The one goat is to be sacrificed as “a sin offering.” It’s death is to signify how one day Jesus’ would die in our place. That God accepts the death of a substitute on our behalf. That substitute being Christ alone. Our sin is atoned for in that the debt is paid. “The wages of sin is death”, and in Christ, our wages have been fully paid. FULLY Child of God, completely. Christ has died. And so we who trust in His death on our behalf have eternal life.
The conjectures surrounding the 2nd goat and the meaning of Azazel in this passage are myriad.
Some of the Jewish commentators link it with a demon – the goat-demon perhaps mentioned in Lev. 17:17. And so it hints at the idea that the Priest symbolically sends our sins (under god’s authority) to the demons who are utterly rejected by God, and dwelling away from His presence, and the sins which attend them.
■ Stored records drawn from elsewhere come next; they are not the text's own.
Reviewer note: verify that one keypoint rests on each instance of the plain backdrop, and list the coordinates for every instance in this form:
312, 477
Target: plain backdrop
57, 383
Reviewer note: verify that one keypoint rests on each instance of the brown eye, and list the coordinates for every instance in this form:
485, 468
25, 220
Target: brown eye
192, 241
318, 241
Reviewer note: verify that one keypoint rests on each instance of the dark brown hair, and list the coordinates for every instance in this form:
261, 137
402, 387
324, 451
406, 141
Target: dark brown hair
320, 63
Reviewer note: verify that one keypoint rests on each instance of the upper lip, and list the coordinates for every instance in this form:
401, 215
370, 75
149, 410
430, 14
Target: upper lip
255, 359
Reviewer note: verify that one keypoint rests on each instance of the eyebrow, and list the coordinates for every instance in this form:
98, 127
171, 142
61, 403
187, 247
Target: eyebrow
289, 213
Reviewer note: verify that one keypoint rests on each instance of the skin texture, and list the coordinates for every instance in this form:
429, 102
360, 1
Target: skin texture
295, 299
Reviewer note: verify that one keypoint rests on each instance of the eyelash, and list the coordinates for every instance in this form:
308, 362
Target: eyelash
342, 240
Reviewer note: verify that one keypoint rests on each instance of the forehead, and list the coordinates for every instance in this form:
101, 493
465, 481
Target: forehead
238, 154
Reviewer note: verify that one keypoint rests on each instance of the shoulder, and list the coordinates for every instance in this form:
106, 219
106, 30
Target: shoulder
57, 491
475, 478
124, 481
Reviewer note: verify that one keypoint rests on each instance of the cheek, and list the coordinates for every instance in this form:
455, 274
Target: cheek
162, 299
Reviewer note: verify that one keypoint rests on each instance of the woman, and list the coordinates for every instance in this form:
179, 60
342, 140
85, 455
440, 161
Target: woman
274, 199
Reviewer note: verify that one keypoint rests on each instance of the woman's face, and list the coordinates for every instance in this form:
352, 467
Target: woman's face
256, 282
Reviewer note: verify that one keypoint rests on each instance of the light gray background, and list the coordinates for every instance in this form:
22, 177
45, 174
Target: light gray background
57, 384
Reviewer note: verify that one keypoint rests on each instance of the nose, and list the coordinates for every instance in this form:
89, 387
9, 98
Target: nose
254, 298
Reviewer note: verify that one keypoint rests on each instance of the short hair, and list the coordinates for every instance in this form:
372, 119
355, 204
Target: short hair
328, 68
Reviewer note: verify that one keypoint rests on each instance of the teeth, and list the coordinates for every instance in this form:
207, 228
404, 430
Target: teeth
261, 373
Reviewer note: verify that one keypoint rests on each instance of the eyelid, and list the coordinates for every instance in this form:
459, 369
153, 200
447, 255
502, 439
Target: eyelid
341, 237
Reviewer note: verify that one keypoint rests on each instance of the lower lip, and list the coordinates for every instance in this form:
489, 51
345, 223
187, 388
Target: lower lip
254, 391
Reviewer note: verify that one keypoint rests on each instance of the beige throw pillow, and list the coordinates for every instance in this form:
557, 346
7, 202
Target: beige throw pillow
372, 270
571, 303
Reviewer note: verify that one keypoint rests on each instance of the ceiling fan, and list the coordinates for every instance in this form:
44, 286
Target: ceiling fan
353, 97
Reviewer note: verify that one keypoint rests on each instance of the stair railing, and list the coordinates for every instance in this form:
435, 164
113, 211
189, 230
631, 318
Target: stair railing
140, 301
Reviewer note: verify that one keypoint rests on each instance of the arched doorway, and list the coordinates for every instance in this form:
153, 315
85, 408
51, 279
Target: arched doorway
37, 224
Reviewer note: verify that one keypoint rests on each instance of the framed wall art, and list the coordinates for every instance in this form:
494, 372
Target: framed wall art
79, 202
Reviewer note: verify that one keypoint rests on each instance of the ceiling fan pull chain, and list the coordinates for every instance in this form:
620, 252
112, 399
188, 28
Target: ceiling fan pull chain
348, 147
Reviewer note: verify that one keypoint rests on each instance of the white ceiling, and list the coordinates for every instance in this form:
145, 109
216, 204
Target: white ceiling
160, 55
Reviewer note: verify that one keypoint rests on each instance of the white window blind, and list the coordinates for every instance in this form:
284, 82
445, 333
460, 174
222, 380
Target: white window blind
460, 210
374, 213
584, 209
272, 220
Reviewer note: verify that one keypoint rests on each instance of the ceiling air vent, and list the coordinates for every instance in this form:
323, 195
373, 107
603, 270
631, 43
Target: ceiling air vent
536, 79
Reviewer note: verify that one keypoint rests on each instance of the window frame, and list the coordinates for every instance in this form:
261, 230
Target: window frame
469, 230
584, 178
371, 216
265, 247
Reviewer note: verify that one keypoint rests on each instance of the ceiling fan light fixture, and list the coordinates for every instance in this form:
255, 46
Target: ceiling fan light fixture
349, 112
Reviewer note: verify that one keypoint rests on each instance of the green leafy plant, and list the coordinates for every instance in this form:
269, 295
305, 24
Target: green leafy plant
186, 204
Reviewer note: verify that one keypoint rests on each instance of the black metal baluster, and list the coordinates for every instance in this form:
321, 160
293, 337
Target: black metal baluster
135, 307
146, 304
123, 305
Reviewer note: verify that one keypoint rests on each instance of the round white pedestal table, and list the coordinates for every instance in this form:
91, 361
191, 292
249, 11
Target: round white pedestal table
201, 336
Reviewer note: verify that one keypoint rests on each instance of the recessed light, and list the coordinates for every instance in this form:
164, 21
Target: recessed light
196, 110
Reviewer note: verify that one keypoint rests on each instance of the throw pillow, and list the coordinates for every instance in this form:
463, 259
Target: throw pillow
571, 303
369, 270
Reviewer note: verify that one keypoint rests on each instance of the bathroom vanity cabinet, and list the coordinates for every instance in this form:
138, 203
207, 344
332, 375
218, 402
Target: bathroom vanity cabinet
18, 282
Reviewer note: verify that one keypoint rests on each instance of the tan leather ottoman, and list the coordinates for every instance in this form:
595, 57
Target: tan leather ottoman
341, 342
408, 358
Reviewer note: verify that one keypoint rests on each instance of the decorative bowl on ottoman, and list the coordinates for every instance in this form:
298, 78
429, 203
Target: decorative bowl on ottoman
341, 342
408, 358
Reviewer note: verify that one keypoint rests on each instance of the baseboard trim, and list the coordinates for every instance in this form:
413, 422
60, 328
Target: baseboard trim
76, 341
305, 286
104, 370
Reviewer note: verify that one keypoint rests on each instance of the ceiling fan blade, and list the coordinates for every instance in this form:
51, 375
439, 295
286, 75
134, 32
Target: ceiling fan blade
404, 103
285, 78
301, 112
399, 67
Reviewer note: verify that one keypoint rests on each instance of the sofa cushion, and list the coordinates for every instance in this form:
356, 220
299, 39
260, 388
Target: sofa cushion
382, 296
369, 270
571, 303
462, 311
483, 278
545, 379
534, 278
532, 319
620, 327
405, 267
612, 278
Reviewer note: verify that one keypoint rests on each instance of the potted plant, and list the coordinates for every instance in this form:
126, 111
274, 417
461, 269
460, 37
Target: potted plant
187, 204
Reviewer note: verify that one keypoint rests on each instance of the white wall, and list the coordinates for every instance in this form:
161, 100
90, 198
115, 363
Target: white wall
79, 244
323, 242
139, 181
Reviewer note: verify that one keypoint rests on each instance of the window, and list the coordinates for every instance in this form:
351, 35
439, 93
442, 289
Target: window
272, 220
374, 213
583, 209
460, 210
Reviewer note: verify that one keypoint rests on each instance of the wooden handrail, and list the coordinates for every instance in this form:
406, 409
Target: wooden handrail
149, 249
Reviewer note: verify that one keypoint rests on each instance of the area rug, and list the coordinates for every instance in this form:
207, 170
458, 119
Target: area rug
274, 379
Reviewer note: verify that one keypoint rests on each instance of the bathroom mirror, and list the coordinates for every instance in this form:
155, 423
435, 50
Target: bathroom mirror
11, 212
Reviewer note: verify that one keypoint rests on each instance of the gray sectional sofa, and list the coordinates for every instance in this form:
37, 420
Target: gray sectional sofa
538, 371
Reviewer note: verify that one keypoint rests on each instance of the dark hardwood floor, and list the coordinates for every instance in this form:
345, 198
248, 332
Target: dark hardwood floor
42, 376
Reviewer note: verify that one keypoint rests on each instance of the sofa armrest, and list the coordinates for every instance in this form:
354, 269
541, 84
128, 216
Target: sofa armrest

That they, our sins and the demons belong together.
Perhaps similarly Azazel may refer to the devil, his demons, and death and hades because all are consigned to the same lake of fire together.
The picture then is this: Our sins are as removed from us as the devil and his demons are in final judgment. This is another glorious aspect of what Christ’s atonement accomplishes.
Christ pays for our sin in His death, but He also removes our guilt as far away from us as Hell itself, so that we bear it no more – but are declared righteous with the righteousness of Christ.